Building Brands One Touch At A Time

February 26, 2009 on 8:37 am | In Advertising, Brand, Branding, Customer Retention, Customer Service, Marketing, PR, Public Relations | 4 Comments

Touch

Thanks to Jason Falls, I saw this post today about brand touch points, which provided an excellent case study of how to bring your brand to life. So much of what we do as marketers involves communication with digital media that we forget how powerful the human touch can be in building a brand.

In the old days, that is the 50s and 60s when you could reach all of America with a fairly simple media buy, you could build a brand primarily with advertising. Today, public relations leads – or at least should lead – the brand building charge. Your PR people should audit every contact you have with your publics to make sure those contacts resonate with your brand.
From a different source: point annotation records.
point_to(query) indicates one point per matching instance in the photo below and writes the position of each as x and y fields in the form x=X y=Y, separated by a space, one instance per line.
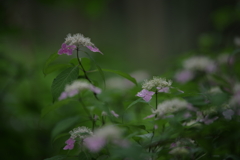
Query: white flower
x=77 y=85
x=170 y=106
x=155 y=83
x=78 y=39
x=81 y=132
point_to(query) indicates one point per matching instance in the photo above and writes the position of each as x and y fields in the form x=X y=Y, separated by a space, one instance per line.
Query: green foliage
x=65 y=77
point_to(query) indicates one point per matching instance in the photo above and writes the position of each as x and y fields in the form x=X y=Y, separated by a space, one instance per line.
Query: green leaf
x=58 y=157
x=86 y=62
x=64 y=78
x=99 y=69
x=54 y=106
x=125 y=75
x=63 y=125
x=50 y=59
x=134 y=102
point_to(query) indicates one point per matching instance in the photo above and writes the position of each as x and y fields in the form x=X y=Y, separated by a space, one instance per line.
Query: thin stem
x=85 y=109
x=84 y=71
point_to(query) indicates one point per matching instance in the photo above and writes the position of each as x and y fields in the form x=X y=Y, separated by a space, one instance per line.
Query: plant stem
x=84 y=71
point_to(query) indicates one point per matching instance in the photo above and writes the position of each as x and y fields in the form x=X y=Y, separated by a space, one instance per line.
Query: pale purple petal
x=121 y=142
x=94 y=49
x=211 y=68
x=187 y=115
x=63 y=96
x=184 y=76
x=114 y=114
x=147 y=98
x=145 y=94
x=64 y=45
x=228 y=114
x=73 y=93
x=94 y=144
x=70 y=144
x=150 y=116
x=165 y=89
x=95 y=89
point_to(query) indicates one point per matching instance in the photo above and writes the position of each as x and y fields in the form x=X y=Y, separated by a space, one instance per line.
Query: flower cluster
x=76 y=41
x=66 y=49
x=170 y=106
x=97 y=140
x=156 y=84
x=193 y=64
x=77 y=86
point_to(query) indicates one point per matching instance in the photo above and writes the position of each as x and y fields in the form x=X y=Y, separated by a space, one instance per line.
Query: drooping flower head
x=77 y=86
x=170 y=106
x=101 y=136
x=156 y=83
x=79 y=40
x=79 y=132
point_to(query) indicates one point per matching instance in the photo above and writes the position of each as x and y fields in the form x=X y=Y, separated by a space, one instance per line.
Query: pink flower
x=150 y=116
x=228 y=114
x=70 y=144
x=184 y=76
x=95 y=89
x=66 y=49
x=63 y=96
x=114 y=114
x=94 y=49
x=94 y=144
x=165 y=89
x=146 y=95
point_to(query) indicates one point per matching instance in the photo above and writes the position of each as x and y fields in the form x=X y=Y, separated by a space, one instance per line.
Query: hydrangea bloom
x=114 y=114
x=156 y=83
x=79 y=40
x=184 y=76
x=107 y=133
x=75 y=87
x=70 y=144
x=66 y=49
x=94 y=144
x=81 y=132
x=170 y=106
x=228 y=114
x=146 y=95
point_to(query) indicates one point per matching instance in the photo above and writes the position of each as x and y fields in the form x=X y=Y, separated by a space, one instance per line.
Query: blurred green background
x=132 y=34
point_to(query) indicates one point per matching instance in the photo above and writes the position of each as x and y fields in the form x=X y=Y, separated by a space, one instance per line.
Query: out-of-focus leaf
x=86 y=62
x=64 y=78
x=63 y=125
x=84 y=156
x=99 y=69
x=54 y=106
x=219 y=98
x=55 y=67
x=58 y=157
x=125 y=75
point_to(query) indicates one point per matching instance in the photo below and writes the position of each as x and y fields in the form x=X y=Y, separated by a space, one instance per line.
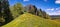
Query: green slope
x=29 y=20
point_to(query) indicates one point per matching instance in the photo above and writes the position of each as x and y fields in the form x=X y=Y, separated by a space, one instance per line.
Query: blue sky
x=52 y=7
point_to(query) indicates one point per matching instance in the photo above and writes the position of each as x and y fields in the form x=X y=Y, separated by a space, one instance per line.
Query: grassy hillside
x=29 y=20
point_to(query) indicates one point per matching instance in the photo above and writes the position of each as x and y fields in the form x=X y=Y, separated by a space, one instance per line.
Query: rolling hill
x=29 y=20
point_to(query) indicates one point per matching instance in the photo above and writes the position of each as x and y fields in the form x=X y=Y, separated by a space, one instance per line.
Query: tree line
x=8 y=13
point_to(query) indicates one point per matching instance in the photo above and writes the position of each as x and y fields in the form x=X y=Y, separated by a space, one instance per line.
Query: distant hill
x=55 y=16
x=29 y=20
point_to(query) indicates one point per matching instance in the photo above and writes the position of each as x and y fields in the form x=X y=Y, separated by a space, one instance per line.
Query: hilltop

Remember, as we discussed recently, that your employees are your primary communication vehicle.

I once worked on a project for an airline in which we looked at every point of contact. Some of these points of contact were out of the brand’s control, although customers didn’t think that they were. For instance, signage and parking at the airport were little things that angered customers that the airline could not control. In fact, out of something like 30 points of contacts customers mentioned, about half were out of the airline’s control. But these were essential to the brand. So, we had to come up with ways to strengthen the ones we could control and mitigate the ones we couldn’t.
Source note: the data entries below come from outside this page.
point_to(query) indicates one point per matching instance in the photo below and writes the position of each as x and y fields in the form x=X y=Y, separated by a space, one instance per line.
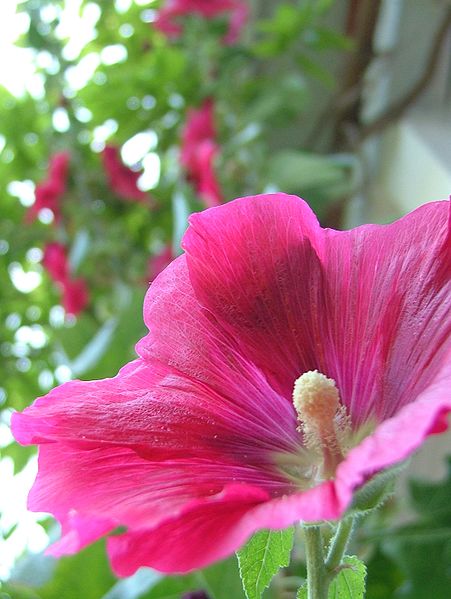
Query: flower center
x=322 y=419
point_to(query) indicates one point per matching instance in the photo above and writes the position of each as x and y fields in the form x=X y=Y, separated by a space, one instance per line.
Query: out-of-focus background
x=120 y=118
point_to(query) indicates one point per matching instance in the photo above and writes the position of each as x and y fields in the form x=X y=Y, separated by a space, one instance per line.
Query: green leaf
x=350 y=582
x=261 y=558
x=297 y=171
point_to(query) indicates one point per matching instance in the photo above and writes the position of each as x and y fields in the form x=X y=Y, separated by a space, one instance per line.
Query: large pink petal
x=190 y=340
x=210 y=529
x=390 y=324
x=398 y=437
x=254 y=264
x=368 y=307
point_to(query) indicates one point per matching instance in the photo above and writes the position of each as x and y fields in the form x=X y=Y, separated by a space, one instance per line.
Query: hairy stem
x=317 y=578
x=338 y=545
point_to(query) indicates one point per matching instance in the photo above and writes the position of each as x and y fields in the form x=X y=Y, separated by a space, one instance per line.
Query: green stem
x=317 y=578
x=338 y=544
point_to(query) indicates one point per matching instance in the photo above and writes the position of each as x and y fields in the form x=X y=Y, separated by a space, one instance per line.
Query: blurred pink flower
x=48 y=193
x=54 y=260
x=122 y=180
x=158 y=262
x=198 y=153
x=201 y=441
x=75 y=295
x=167 y=20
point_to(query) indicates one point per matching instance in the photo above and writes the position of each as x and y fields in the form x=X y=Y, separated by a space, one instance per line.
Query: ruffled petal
x=390 y=324
x=190 y=340
x=368 y=307
x=398 y=437
x=215 y=527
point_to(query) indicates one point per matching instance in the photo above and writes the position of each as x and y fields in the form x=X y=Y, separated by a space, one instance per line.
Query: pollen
x=323 y=421
x=315 y=398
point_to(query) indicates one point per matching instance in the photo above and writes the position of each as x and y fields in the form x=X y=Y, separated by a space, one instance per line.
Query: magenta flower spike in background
x=54 y=260
x=198 y=152
x=122 y=180
x=198 y=443
x=237 y=11
x=48 y=193
x=75 y=294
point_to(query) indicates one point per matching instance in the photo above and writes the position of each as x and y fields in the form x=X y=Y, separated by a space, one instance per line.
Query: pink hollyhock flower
x=168 y=15
x=122 y=180
x=159 y=261
x=48 y=193
x=285 y=365
x=198 y=152
x=55 y=262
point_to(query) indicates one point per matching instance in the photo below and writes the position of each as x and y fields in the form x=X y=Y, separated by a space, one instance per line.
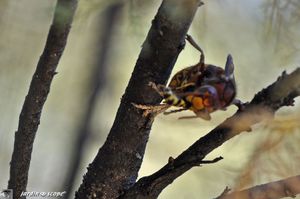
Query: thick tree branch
x=117 y=163
x=39 y=88
x=263 y=105
x=288 y=187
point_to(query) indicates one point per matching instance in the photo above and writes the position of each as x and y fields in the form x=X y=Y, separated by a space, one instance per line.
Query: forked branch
x=263 y=106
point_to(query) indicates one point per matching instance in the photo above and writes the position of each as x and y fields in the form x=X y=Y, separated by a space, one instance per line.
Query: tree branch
x=288 y=187
x=117 y=163
x=38 y=91
x=264 y=104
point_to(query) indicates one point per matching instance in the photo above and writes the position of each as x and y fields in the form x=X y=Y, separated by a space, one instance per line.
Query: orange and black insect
x=202 y=88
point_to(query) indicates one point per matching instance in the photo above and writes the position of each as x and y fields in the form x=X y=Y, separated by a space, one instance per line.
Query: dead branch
x=116 y=166
x=288 y=187
x=29 y=119
x=264 y=104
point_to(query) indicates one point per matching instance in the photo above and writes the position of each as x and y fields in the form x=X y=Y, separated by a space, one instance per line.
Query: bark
x=115 y=167
x=264 y=104
x=38 y=91
x=288 y=187
x=97 y=84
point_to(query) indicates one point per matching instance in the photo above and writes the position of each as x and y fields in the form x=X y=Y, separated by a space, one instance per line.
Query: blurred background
x=104 y=43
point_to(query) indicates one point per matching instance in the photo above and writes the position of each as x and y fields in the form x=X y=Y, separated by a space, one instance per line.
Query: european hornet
x=201 y=88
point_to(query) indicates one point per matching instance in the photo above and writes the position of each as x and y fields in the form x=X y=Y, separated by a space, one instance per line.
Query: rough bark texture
x=96 y=86
x=263 y=105
x=39 y=88
x=288 y=187
x=117 y=163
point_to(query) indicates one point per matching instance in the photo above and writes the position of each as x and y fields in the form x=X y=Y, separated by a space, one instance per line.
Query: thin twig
x=288 y=187
x=264 y=104
x=116 y=166
x=39 y=89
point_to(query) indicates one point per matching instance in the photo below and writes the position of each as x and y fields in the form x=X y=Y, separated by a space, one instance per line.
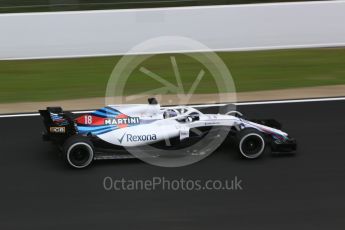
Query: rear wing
x=58 y=124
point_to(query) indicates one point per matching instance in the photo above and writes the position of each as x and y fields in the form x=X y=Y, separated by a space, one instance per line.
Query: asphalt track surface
x=302 y=191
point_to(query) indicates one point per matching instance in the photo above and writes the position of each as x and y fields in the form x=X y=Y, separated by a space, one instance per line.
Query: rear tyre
x=78 y=152
x=251 y=143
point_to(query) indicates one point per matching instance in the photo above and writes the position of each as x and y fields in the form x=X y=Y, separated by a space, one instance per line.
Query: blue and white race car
x=109 y=132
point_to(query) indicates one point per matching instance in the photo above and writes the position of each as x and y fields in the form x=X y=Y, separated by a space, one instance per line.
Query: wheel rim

This airline had a high percentage of repeat customers. So we offered them an email program that provided them with directional information and parking tips for the various airports this airline flew into. Where we couldn’t control, at least we could inform.
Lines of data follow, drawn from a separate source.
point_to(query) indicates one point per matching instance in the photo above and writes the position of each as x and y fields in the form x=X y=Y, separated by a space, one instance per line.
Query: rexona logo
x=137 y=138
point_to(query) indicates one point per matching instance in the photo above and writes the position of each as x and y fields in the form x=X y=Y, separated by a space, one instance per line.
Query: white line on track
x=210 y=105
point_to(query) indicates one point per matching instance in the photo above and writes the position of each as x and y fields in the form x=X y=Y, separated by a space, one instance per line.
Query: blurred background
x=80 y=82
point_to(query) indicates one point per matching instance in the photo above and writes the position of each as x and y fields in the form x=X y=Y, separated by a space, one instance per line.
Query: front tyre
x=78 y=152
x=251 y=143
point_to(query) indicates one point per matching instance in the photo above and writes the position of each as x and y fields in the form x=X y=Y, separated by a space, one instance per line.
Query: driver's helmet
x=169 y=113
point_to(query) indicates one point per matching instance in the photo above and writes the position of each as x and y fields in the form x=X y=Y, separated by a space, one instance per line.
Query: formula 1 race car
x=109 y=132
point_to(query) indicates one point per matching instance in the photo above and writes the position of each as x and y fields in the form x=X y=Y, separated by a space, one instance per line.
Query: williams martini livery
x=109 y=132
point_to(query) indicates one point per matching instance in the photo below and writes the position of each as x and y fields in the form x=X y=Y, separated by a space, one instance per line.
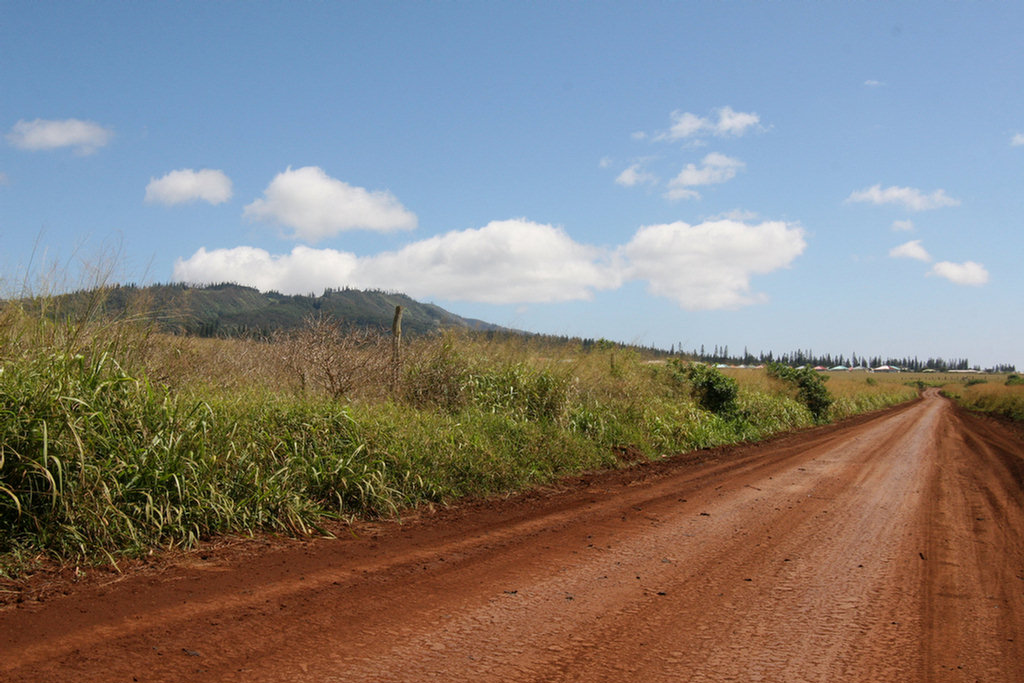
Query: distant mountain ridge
x=229 y=309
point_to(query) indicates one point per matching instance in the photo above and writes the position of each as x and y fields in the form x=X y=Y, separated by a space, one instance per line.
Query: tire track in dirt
x=887 y=549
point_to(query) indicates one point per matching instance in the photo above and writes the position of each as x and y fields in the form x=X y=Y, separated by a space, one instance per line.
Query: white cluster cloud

Have you done an audit of your brand’s touch points? Any surprises about what customers thought were points of contact within your control? How have you changed your touch points to better serve customers and build your brand?

Other Posts Of Interest

  • http://blog.ecairn.com laurent

    So true that employees are the primary communication vehicle..and so much more now that social media has enabled them to interact more broadly than ever.
    Today, many corporate employees already engage in Internet conversations because they share interest with others outside and are fueled by passion (or not) about their products/brands. They connect with customers and Internet media influencers, and learn from these exchanges. Although these interactions generally foster a positive image for their respective organizations and brands, there is no assurance that they can’t
    also create negative momentum, inadvertently as you described in your example.
    I witnessed PR, Marketing, company bloggers, evangelists from engineering engaging in social media, most of the time in silos and quite honestly inefficiently. I believe the time is ripe for “team social media” within enterprises. “team social media” would be a cross functional team of individuals engaging together in the right communities/with the right influencers.

  • http://leodimilo.com/internetmarketingblog Leo

    I actually read in a trade magazine just last month of a restaurant that has “touch” points…12 of them…at each of these touch points, they required an employee to acknowledge the customer in some way or form….kind of overkill if you ask me but the point is the same as this post.

  • http://www.e-buzzink.com Jamie Sullivan

    I found this post as an excellent “call to action” for something I believe wholeheartedly in … Now is the time to leverage our collective creativity and relationships to cast our “nets” wider than ever before.